Wiktionary Translations for ontvangen:

ontvangen
verb
  1. het verkrijgen van zaken zoals loon en berichten
  2. het op bezoek krijgen van gasten
ontvangen
verb
  1. perform the role of a host
  2. to have over at one's home
  3. radio term
  4. to receive officially
  5. get
  6. take possession of
  7. To act as a host for guests
  8. telecommunications: To detect a signal
past
  1. be able to hear (in a radio communication)
noun
  1. act of receiving

Cross Translation:
FromToVia
ontvangen achieve; receive; obtain; get erhalten — (transitiv) etwas bekommen
ontvangen accept; receive; accredit; admit accepter — Traductions à trier suivant le sens
ontvangen hail; have; receive; get; catch; accept; accredit; admit accueillir — Traductions à trier suivant le sens
ontvangen accede; agree; consent; accept; assent; acquiesce; allow; permit; receive; accredit admettrerecevoir par choix, faveur ou condescendance.
ontvangen adopt; accept; receive; accredit; admit; assume; espouse; strike; choose; elect; pick out adopterchoisir quelqu’un pour fils ou pour fille et lui en donner les droits civils en remplir certaines conditions prescrire par la loi.

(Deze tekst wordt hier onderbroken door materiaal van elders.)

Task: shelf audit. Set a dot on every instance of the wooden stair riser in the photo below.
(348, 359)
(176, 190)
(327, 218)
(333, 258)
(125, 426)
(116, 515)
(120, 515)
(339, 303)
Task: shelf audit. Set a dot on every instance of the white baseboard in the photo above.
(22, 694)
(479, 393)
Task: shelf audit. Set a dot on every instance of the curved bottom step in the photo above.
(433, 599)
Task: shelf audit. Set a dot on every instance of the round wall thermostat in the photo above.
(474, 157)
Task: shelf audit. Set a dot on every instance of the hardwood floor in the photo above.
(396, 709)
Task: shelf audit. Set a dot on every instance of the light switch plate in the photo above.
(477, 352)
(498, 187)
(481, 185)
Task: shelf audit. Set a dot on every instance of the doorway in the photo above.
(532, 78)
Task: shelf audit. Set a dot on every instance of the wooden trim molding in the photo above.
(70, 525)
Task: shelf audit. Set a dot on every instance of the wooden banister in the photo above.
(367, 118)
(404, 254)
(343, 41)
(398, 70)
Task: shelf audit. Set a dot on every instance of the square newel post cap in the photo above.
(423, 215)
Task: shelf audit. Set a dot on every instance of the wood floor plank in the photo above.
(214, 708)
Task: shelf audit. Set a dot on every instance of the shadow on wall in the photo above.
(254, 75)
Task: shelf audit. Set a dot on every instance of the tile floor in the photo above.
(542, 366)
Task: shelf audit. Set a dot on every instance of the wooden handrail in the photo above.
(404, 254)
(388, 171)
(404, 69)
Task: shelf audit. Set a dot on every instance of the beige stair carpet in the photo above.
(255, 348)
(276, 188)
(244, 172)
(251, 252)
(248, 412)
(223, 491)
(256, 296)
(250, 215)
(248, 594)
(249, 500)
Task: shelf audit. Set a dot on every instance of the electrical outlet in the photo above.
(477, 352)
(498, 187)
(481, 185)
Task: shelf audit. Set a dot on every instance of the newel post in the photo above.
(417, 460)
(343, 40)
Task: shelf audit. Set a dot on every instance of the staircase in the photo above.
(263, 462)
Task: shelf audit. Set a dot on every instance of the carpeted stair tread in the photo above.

ontvangen accept; receive; accredit; admit agréer — Prendre à gré ; recevoir favorablement.
ontvangen conceive concevoir — Commencer à porter en soi, en parlant d’une femme enceinte.
ontvangen accept; admit recevoiraccepter, prendre ce qui donner, ce qui présenter, ce qui offrir sans qu’il devoir.
ontvangen gather; accept; receive; accredit; admit; harvest; garner; collect; pick up; assemble; raise recueillir — (vieilli) rassembler les fruits d’une terre, en faire la récolte ; on dit plutôt « récolter ».
ontvangen accept; receive; accredit; admit; clothe; dress; fit; suit; array; attire; cover; overlay; lag; plate; protect; coat; back; put on; apply; plaster; stucco revêtirpourvoir de vêtements quelqu’un qui en a besoin.
ontvangen receive; accredit; abide; put up with; sustain souffrirsentir de la douleur.